Look for another offering in the Summer.
This one-of-kind workshop, designed for more experienced
Python programmers, provides an in-depth examination of concurrent
programming idioms and standard library modules. The aim of this
workshop is to go far beyond the information found in the manual and
to gain a deeper understanding of how different approaches work, their
performance characteristics, limitations, and types of real-world
problems for which they are suited. Course topics include, but are not
limited to the following:
- Interpreter execution model
- Thread programming
- The global interpreter lock
- Subprocesses
- Multiprocessing
- Interprocess communication
- Message queues and message passing
- Coroutines
- Asynchronous and non-blocking I/O
- Distributed computing
Workshop Agenda
Here is a outline for the workshop.
- Thread Programming. Everything you wanted to know about
Python threads, but were afraid to ask. Includes the absolute basics
of using the threading module and different techniques for
using threads to carry out work. Includes detailed coverage of using
different synchronization primitives, queues, and thread pools. Also
provided detailed information on the Global Interpreter Lock (GIL),
tuning parameters, and the interaction between threads and C/C++
extension modules.
- Message Passing and Data Serialization. Message
passing is a core component of distributed computation. This
section provides an in-depth look at different interprocess
communication mechanisms, their performance characteristics,
and tuning options. In addition, different approaches for
serializing Python data structures are explored. Topics include
the subprocess module, named pipes, network sockets, memory mapped regions,
pickle, marshal, structure packing, and binary I/O.
- Multiprocessing. A tour of features provided by the
multiprocessing library added in Python 2.6. Covers processes,
queues, pipes, process pools, and shared memory regions. Examples
will illustrate how multiprocessing can be used to achieve higher
performance when working on multiple CPU cores.

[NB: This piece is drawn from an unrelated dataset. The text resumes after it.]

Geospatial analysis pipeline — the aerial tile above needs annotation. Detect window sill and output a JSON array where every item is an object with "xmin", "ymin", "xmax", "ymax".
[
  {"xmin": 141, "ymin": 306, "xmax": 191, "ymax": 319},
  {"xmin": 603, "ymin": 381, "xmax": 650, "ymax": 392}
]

- Distributed Programming. An in-depth tour of different distributed
programming techniques. Topics include programming with actors, client-server
computing, REST, remote procedure call, and distributed objects. Also
includes material on XML-RPC and WSGI.
- Advanced I/O handling. A look at different I/O handling
techniques including blocking, non-blocking, asynchronous, and event-driven
I/O. The primary goal of this section is to better understand the
I/O handling using by different libraries and frameworks such as asyncore, Twisted, etc.
- Generators and Coroutines. An overview of concurrent
programming using generators and coroutines. The major focus of
this section is on using generators to implement user-level task switching
and to better understand libraries based on microthreads, tasklets, green-threads,
and similarly named entities.
Format
The workshop consists of highly detailed presentation slides and
nearly 50 hands on exercises where you will get to
experiment--approximately half the time will be spent working on
programs. For a sample of presentation materials, see my talk on
the Python GIL. If
you are familiar with some of my
past PyCON tutorials,
you should know that the concurrency workshop has almost no overlap.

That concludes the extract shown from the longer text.